Личность Евгения проявляется и возникает лишь с катастрофой. Он личностью становится, когда становится безумцем. Страдания делают его судьбу отдельной. Отныне он не похож ни на себя, ни на всех иных безликих Евгениев, он отделен от них мятежным шумом Невы и ветров, что раздается в его ушах. Он отделяется и выделяется из окружающего мира, теперь он полон ужасных дум, теперь он свету стал чужд. Шум внутренней тревоги не дает ему покоя. Ужасные думы, пусть безумные, с точки зрения окружающих, делают его личностью, и именно появление личностного неизбежно приводит его к столкновению с Медным всадником. Это странное перемещение, которое происходит в поэме, обезличенного и личностного создает ритм удивительный, порождает какое-то особое сцепление, когда одно входит в другое, как пальцы сомкнутых рук.
Личность всегда была опасна самодержавию. Но куда опаснее личность, которая осмеливается произнести что-то. Слово — вот чего боялось русское самодержавие. Пусть даже произнесенное шепотом, пусть отпечатанное всего в 650 экземплярах, как «Путешествие из Петербурга в Москву» Радищева, слово произнесенное внушало страх. Нигде его не преследовали так, как в России. Кто еще из великих поэтов подвергался такой унизительной, невежественной, удушающей цензуре, как Пушкин? История создания самого «Медного всадника» как будто отразилась в поэме.

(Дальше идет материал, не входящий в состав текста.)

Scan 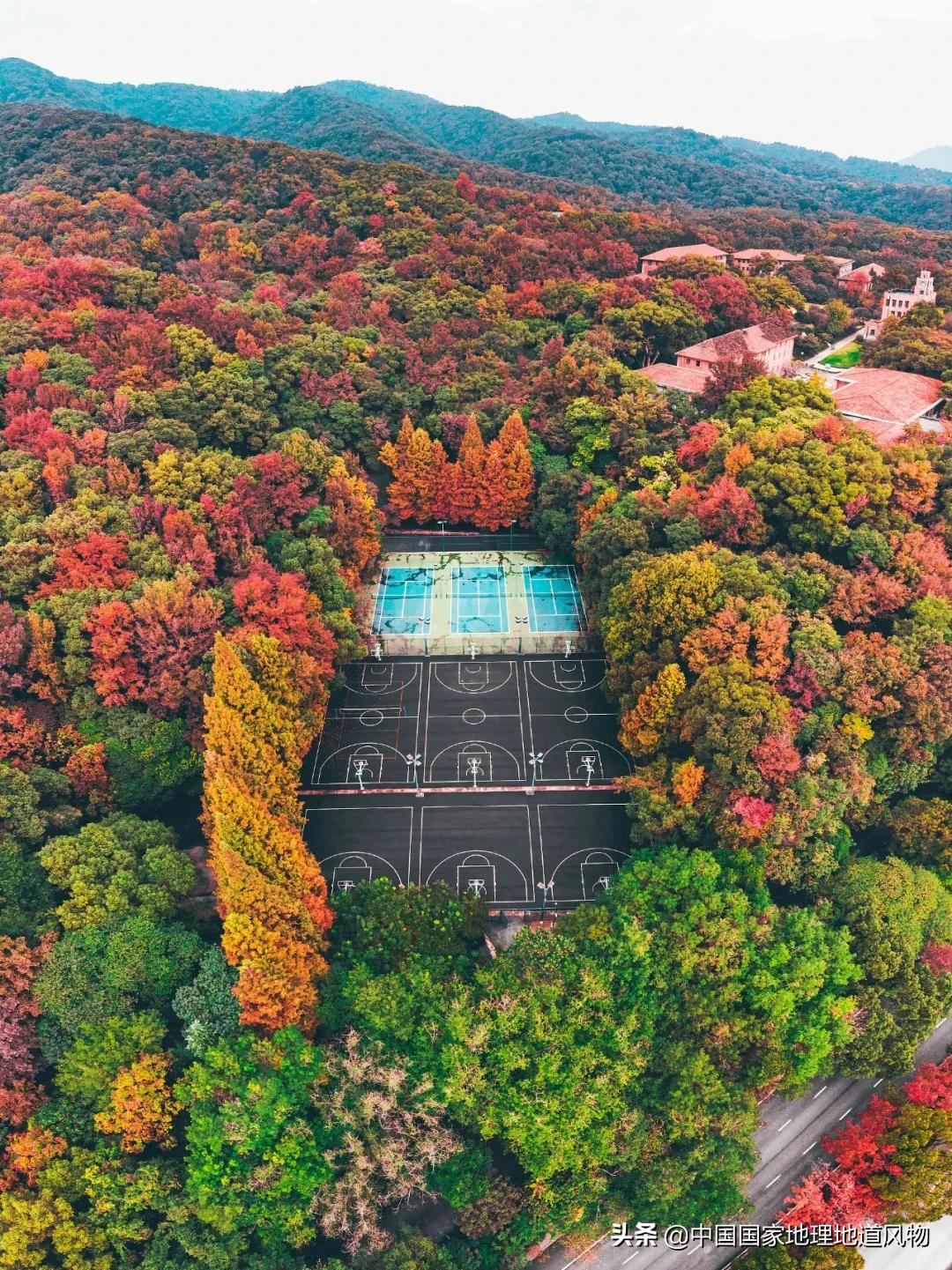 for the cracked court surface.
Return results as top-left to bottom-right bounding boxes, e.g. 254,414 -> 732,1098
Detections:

Вернувшись из Болдина, Пушкин представил через III отделение только что написанную поэму на рассмотрение своего высочайшего цензора. Спустя пять дней его вызвали в III отделение и вручили поэму с пометками государя. Их было вроде бы и немного. Царь требовал изъять сцену Евгения у памятника, слова его. Отчеркнуты были слова «кумир», «горделивый истукан», стихи о Москве. По количеству строк, по словам — весьма немного — но, пользуясь выражением Пушкина, делало это «большую разницу». Казалось бы, ничего страшного — заменить одно слово: кумир. Или выкинуть слова Евгения: «Ужо тебе!..» И Пушкин пытался это сделать. Ему нужны были деньги. Ему хотелось напечатать поэму, ценность и значение которой он отчетливо представлял. Лучшую свою поэму. Он искал замену. Кумир — седок, ездок… Нет, невозможно. Не получалось. Невозможно было заменить даже одно слово. Оказалось, что именно в отчеркнутых строках сосредоточилась та доля сокровенного, пожертвовать которой нельзя без ущерба для смысла поэмы. В истинно поэтических произведениях, где все необходимо, есть какие-то несущие узлы, выраженные иногда одной фразой, одним словом, убрать их — и все исказится, рухнет. Примечательно, что Николай I, отнюдь не ценитель и знаток поэзии, сумел отыскать в поэме эти важнейшие опорные ее точки. Второй лик Петра и второй лик Евгения — эти вторые опаснейшие лики, которые как бы начинали реакцию расщепления, — их Николай I обнаружил и вычеркнул. Он учуял их тем особым нюхом на крамолу, обостренным у ревнителей самовластья.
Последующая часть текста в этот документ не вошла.